Ahora, debido a que los republicanos han hecho tanto ruido sobre los vehículos eléctricos, los fabricantes de automóviles van a «ver una avalancha de interés», predice que Nick Nigro, el fundador de Atlas Public Policy, una firma de estrategia e investigación. En los próximos meses, eso podría conducir a «precios más agresivos», dice. Por lo tanto, podría tener sentido esperar unas semanas para expulsar ese EV del lote también.
Piense en la carga de EV
El proyecto de ley también puso en el bloque de corte un crédito fiscal para ayudar a instalar la carga de vehículos eléctricos en el hogar en los Estados Unidos. La buena noticia es que los compradores tendrán un poco más de tiempo para aprovechar este: desaparecerá en junio de 2026. El crédito solo está disponible para las personas que viven en lugares de bajos ingresos o no urbanos (verifique si califica aquí), y cubre el 30 por ciento del costo de instalación, hasta $ 1,000.
Cortesía sutil
También vale la pena comprender cómo el nuevo proyecto de ley afecta a todo el ecosistema EVS de EE. UU. La legislación no mató a los créditos fiscales de la era Biden para los fabricantes, como algunos habían temido. Estos han reducido los precios de los fabricantes de automóviles, constructores de baterías y minerales y procesadores de minerales críticos en medio de la fabricación, la ingeniería y, sobre todo, los desafíos de costos que vienen junto con la imagen eléctrica.

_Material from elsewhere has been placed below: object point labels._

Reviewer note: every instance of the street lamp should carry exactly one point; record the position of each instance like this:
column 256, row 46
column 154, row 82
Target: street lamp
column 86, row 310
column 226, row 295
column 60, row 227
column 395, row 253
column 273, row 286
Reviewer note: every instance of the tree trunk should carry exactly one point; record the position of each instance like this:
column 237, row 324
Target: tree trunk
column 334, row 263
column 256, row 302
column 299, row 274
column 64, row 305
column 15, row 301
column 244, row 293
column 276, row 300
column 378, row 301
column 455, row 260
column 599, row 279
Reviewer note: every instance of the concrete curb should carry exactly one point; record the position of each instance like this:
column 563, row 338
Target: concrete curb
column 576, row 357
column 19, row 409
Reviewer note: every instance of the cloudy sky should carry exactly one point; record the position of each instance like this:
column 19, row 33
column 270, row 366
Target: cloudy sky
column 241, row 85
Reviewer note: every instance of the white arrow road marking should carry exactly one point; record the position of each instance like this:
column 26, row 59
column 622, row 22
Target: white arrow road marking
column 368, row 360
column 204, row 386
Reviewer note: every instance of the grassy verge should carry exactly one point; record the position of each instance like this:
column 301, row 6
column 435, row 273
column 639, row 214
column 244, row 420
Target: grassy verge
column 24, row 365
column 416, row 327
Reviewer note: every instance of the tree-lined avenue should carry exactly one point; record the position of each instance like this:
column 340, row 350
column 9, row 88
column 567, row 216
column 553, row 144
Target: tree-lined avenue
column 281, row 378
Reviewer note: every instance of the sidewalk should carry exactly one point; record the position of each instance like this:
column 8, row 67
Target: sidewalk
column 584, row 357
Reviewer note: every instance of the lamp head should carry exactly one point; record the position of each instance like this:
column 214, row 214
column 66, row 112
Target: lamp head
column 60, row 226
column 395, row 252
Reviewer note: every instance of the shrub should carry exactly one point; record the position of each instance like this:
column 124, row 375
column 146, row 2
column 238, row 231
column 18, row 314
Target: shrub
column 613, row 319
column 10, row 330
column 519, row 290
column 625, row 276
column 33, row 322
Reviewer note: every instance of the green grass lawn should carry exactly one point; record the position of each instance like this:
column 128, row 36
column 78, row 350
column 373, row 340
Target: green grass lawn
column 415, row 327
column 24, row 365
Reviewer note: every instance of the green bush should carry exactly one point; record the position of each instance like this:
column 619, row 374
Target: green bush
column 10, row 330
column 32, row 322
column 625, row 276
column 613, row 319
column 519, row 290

Esa es una buena noticia para los vehículos eléctricos. Pero el proyecto de ley realiza algunos cambios en el programa de crédito de fabricación que aumenta los requisitos para los componentes fabricados en el país, lo que probablemente dificultará que algunos en la cadena de suministro de EV califiquen, dice Kathy Harris, quien dirige el programa de vehículos limpios en el Consejo de Defensa de Recursos Naturales. «Será un desafío seguir avanzando», dice ella.